One banker who has worked at Bank of Singapore says they have never worked harder anywhere else in the industry, and that the cost-to-income ratio for the bank – which is not publicly disclosed for Bank of Singapore in isolation – is strikingly low: “They definitely squeeze a lot out of the stone.”
This person says new arrivals are surprised how much is done with a relatively modest headcount: “Staff punch above their weight.”
Certainly the bank has no difficulty attracting strong names. There have been several big-name new hires, in particular Lim Leong Guan, who was hired from UBS as global head of products in June and given a slot on the bank’s management committee.
Others include: Mansoor Mohi-uddin, hired from Natwest Markets to be chief economist; Joanna Ho, an ex-HSBC banker named head of wealth planning for Greater China and North Asia; Kelvin Teo, hired from Credit Suisse to be head of bespoke investments for Greater China and North Asia; and Richard Hu, founder of Avenue Asset Management, who was hired as market head for Greater China.
“Where we are now, there’s a lot more that we can do,” says Shaari, when asked about these hires and why people join. “We can be the flag-bearer of what wealth management is in Singapore. That’s very important. We don’t want to be another wealth manager. We want to be able to create something, to be part of the process of building a truly Asia-based global wealth manager in a very strong jurisdiction. That is exciting.”
Growth areas
By segment, Shaari reports that one of the biggest areas of growth is in family office and ultra-high net-worth global investors – exactly the same hunting ground that many of the leading international banks occupy.
“They have very different demands and service expectations,” he says. “They are more semi-institutional in nature, with a professional team managing the investment activities.”

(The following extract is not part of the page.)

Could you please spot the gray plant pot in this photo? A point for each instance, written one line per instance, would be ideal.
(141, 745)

BOS defines this segment as sophisticated clients with at least $250 million net worth.
A second area of growth is what Shaari describes as B2B, which refers to arrangements like the one with Edelweiss, where one partner provides the advisory service and the other books the clients. He expects to see more of these partnership arrangements in private banking, and Covid-19 will only accelerate it.
“With Covid, if you’re trying to do things alone,” he says, “you will probably not be as successful as if you collaborate with others.”
A third is Bank of Singapore’s traditional high net worth segment. “That continues to mature and grow,” he says.
What’s happening now is an opportune time to reflect on... the role of private banks in supporting the growth of the economy, in employment, in partnering businesses
Inflows are particularly strong for discretionary portfolio mandates, perhaps because clients are more inclined to seek professional advice in an uncertain time. Inflows into these mandates for the first five months of 2020 were almost three times that for the same period in 2019; there were even inflows in March in the middle of a market rout.
But, nothing can really be taken for granted at such moments.
“For me, what’s happening now is an opportune time to reflect on what the landscape is going to look like: the role of private banks in supporting the growth of the economy, in employment, in partnering businesses,” Shaari says.
What’s particularly interesting is “whether the services of a private bank will go beyond what has traditionally been offered,” he adds.
“But we don’t assume we have the answer,” he says.
The bank will try to roll with the changes, improve its data and tech capacity, and be ready.
“The role of bankers, what’s expected of them in the future, the role of middle management: all of these things need to be revisited,” he says. “The model has to be recalibrated.”